Nesses casos, o que produz eficácia não é uma mente central, mas a organização do corpus coletivo.
Convém, porém, formular esta tese com rigor.
Não se trata de afirmar que a cognição individual é irrelevante; trata-se de mostrar que existem níveis de organização em que a inteligibilidade do comportamento exige uma explicação informacional supra-individual.
É nesse sentido que a IC fornece um argumento forte contra versões demasiado estreitas do reducionismo.
Discussão: mecanismo e emergência
As teorias da auto-organização e dos enxames, de Kauffman a Strogatz, passando por Bonabeau e colaboradores, descreveram com precisão os mecanismos pelos quais padrões coletivos emergem de interações locais simples.
O presente artigo não contesta essa literatura.
Usa-a como ponto de partida.
A contribuição aqui proposta é diferente: mecanismo por si só não explica a função informacional que o mecanismo realiza.
Um trilho de feromona explica como a colónia se orienta, mas não esgota a explicação do facto de a colónia tratar a informação de modo adaptativo.
O conceito de corpus informacional permite captar essa camada adicional.
Esta distinção é também relevante para a inteligência artificial distribuída.
Sistemas multiagente e algoritmos inspirados em enxames reproduzem certos padrões de coordenação, mas nem sempre reproduzem corpora informacionais ricos e atualizáveis.
O desempenho tende a melhorar quando a arquitetura informacional do sistema é modelada de forma explícita e não apenas as regras de interação.
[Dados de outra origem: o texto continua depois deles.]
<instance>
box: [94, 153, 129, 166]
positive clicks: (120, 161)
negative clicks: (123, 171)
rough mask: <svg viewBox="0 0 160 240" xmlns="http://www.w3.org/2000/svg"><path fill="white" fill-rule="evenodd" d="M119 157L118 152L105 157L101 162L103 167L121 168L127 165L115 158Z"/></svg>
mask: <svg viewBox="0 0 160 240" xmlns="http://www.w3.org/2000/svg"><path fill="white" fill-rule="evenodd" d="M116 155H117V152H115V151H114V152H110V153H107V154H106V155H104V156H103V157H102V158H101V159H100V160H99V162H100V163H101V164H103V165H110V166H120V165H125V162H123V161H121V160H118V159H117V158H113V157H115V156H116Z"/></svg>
Em vez de afirmar que uma colónia inteligente é uma “mente coletiva” num sentido vago, é mais rigoroso dizer que se trata de um sistema cuja organização informacional transcende os seus componentes individuais.
Essa formulação evita metáforas excessivas e reforça a precisão explicativa.
Conclusão
Este artigo propôs uma reinterpretação da inteligência coletiva a partir do conceito de corpus informacional, desenvolvido no quadro das Teorias Informacionais (TRD, TIT, OIC/U, HEIC).
Os casos analisados, formigas, abelhas, lobos, corvos, cardumes e redes micorrízicas, mostram que a IC pode ser compreendida como função informacional distribuída e não apenas como propriedade emergente mal especificada.
As contribuições centrais são quatro:
- A definição de Campo Informacional Funcional (FIC) como arquitetura cognitiva distribuída de um grupo, com dimensões sintática, semântica e reveladora;
- A demonstração de que diferentes substratos físicos, químico, cinético, social e bioquímico, podem suportar corpora informacionais funcionalmente equivalentes;
- A formulação de uma etologia informacional como disciplina que estuda sistemas vivos a partir da estrutura, dinâmica e função dos seus corpora informacionais coletivos;
- A crítica a formas estritas de reducionismo neuronal, sem negar o papel da cognição individual, mas mostrando que certas coordenações reais e eficazes exigem explicação supra-individual.
O programa de investigação que daqui decorre é amplo: métricas de densidade informacional, complexidade de corpus, correlações entre estrutura informacional e desempenho adaptativo, e aplicações a sistemas de IA distribuída.
As Teorias Informacionais fornecem, neste contexto, um quadro conceptual unificador para pensar estes fenómenos.